Dr. Ludomir Jan Kłoniecki, an epidemiologist, was the director of the so-called Sanitation and Epidemiology station in Wilno/Vilnius during the war. He was appointed by the Germans to prevent diseases to spread from the ghetto. This meant that his staff had daily contact with the ghetto physician and the sanitation station within the ghetto. Dr. Ludomir Jan Kłonieckis staff brought sick Jewish patients to the hospital. Sometimes the staff made it easy for patients to escape.
But mainly his staff smuggled medications, bandages, and food into the ghetto.
Henryk Joffe tells the story of the communist activist Jan Przewalski in Wilno/Vilnius. Jan was one of the founders of the antifascist underground movement in that city. He entered the ghetto many times, wearing a David Star badge on his arm and planned armed resistance with Jewish fighters. They also organized escapes from the ghetto. Jan and his wife Jozefa saved a Jewish child. The child was first hidden at their own apartment but after a short period of time, the child went to Jozefas mother.

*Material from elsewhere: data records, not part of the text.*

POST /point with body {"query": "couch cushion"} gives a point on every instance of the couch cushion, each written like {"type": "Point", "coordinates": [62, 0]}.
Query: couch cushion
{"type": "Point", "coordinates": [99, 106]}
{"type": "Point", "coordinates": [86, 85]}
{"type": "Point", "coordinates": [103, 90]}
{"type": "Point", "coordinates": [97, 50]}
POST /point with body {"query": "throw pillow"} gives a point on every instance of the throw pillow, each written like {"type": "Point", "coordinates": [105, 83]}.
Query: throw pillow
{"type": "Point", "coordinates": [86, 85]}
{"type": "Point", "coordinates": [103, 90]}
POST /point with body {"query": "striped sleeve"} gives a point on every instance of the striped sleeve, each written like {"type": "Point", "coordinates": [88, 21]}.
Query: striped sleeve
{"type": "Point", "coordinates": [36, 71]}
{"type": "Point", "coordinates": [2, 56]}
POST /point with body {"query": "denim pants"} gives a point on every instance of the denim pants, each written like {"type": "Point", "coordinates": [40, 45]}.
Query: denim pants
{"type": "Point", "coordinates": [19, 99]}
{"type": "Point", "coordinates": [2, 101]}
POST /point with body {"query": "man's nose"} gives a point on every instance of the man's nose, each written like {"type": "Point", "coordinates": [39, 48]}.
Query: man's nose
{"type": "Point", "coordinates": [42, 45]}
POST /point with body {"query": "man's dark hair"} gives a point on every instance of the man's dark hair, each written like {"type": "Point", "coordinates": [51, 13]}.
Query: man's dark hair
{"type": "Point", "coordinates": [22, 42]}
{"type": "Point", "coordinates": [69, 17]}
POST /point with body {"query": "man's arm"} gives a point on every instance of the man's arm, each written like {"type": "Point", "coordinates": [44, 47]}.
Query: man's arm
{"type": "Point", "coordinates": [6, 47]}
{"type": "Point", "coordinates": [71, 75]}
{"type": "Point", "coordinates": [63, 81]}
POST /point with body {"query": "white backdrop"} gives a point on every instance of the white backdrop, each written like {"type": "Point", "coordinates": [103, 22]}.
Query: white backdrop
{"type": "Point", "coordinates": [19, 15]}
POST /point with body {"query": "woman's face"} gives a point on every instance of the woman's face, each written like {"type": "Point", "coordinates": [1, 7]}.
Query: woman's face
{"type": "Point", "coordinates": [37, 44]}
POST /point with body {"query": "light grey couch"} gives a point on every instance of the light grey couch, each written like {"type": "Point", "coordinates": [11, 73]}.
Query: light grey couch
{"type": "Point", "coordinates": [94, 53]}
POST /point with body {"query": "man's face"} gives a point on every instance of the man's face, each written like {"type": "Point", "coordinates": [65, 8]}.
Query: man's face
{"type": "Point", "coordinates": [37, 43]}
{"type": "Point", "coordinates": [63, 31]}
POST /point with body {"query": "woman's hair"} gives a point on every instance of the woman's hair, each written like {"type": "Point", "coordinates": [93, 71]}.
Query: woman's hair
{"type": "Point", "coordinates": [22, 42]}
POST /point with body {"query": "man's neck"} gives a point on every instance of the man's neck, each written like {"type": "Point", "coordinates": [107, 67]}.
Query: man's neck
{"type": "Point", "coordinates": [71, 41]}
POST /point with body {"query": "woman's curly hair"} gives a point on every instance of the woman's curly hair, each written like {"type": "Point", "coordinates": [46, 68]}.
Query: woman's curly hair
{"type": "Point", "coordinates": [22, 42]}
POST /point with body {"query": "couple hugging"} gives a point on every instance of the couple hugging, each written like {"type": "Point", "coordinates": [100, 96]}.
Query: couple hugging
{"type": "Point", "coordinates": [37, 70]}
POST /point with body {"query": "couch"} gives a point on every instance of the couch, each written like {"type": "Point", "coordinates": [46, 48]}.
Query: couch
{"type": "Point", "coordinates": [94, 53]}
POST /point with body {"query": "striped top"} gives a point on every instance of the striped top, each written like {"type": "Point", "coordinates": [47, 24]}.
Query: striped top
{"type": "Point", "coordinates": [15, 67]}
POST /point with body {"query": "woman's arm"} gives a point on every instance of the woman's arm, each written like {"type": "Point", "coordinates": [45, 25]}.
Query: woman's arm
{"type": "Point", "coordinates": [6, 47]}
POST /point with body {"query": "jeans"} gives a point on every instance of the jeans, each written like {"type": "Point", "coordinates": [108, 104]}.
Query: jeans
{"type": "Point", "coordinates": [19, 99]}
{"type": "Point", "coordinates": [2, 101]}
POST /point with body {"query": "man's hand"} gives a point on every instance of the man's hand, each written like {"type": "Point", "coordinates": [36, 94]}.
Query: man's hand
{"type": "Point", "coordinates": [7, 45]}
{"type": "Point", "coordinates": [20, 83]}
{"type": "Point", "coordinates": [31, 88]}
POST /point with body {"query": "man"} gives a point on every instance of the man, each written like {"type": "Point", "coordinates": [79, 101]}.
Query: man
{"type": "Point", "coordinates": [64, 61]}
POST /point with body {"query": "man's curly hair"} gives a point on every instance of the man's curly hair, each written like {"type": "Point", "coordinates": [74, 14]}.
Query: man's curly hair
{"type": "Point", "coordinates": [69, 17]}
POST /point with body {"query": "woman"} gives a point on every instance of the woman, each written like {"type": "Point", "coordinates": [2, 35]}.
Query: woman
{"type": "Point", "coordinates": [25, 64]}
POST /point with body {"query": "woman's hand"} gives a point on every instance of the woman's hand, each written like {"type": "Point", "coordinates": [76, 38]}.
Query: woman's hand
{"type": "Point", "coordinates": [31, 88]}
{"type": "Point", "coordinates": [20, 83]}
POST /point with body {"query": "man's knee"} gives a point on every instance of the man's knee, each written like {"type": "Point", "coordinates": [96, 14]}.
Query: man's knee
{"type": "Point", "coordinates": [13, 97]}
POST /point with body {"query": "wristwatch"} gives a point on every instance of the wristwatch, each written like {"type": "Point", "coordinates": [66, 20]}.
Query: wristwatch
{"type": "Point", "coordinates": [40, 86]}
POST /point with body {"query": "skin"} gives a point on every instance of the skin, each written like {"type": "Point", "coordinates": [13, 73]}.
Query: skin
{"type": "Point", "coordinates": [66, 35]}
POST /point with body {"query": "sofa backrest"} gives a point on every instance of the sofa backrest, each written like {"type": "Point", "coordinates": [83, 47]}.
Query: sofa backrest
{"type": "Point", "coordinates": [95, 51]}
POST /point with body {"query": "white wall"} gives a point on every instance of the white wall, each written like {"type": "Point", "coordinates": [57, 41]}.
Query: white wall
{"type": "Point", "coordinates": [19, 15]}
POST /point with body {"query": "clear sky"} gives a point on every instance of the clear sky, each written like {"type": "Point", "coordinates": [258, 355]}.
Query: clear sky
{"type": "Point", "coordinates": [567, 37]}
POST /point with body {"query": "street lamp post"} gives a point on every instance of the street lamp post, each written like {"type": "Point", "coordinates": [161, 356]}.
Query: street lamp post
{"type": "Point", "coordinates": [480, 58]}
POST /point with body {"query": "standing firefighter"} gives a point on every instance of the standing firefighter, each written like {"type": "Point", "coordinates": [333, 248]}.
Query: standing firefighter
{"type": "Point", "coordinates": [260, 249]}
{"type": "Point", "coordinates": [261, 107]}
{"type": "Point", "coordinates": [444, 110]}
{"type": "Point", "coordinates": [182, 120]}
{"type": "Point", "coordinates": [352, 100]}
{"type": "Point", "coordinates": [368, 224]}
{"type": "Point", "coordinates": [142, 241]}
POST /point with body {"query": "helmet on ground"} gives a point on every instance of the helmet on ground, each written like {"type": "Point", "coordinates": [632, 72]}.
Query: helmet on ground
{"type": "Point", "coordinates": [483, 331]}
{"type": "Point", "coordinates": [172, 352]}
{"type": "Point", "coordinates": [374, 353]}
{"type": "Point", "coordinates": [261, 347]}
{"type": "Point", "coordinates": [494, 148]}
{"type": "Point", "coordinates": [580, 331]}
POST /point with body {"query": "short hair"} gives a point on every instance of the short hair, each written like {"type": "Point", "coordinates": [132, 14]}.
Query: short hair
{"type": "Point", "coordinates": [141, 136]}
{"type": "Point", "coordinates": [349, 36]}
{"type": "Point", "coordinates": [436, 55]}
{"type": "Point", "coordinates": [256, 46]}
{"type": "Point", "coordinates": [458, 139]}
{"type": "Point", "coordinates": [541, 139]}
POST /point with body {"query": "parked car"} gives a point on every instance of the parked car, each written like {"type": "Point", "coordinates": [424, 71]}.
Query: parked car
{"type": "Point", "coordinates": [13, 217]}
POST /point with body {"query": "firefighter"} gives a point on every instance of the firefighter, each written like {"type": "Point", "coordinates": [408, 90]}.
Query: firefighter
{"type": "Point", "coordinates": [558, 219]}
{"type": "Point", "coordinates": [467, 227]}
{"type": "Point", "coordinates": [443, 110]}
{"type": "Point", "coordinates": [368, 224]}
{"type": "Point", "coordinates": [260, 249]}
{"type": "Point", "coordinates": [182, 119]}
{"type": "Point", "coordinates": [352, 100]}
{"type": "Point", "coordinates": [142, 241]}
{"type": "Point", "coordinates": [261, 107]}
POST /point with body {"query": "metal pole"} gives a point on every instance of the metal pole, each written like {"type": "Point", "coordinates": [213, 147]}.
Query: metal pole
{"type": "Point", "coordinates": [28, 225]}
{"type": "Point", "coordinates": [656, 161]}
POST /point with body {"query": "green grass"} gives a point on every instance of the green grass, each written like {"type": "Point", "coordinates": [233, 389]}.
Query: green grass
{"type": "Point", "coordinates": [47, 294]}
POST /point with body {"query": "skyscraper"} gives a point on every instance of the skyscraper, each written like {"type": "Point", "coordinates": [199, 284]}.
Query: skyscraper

From Sir Martin Gilberts book, The Righteous (Paperback Edition, 2002)
Jan and Zofia Bartoszewicz, a Polish Christian couple were hiding in their cellar one of Vilna Jewry´s greatest poets and authors, Avraham Sutzkever. He had reached their door exhausted and starving. Having given the poet sanctuary, Zofia Bartoszewicz went into the city to find Sutzkevers son-in-law, who was in a German labor gang and managed to hand him a loaf of bread. She then walked every day to the ghetto gate, a distance of more than three miles, to arrange for bread, potatoes and even meat to be smuggled into Sutzkever´s wife and mother.
While in hiding, Sutzkever fell ill. Zofia Bartoszewicz and her husband took him from the cellar and, despite the risk of discovery, brought him into their own rooms. Calling a doctor, they said that the poet was their own son. When he recovered, they refused to let him go back into the cellar but insisted he continues to stay with them. All went well until a neighbor caught sight of him. To protect his rescuers from denunciation Sutzkever returned to the ghetto.
(One remark, if the neighbor who saw Sutzkever wanted to denounce Jan and Zofia, it would not have mattered that Avraham returned to the ghetto. The German or Lithuanian Police would still have arrested them for sheltering a Jew. Therefore my conclusion is that Jan and Zofia were never denounced)
Further down on the same page.
Wiktoria Balul, a devout Polish Christian in her sixties, found sanctuary for a Jewish couple, Moshe and Chawiwa Flechtman, in the home of her son Antoni. With the help of her husband Wincenty, Wiktoria provided those in hiding with food from Polish farmers outside the city. Chawiwa Flechtman was pregnant when she was taken to Antoni Balul's home. After the baby was born, the Balul's made sure that it was safely hidden. They also took in a thirteen-year-old Jewish boy, Jakow Jakubowicz, who had escaped from the ghetto. All four of those in hiding with them survived the war.
(Here we also have another reference to Polish farmers outside Wilno/Vilnius. Those who either gave or sold larger amounts of food to Wiktoria must have suspected something. But they never denounced her, obviously).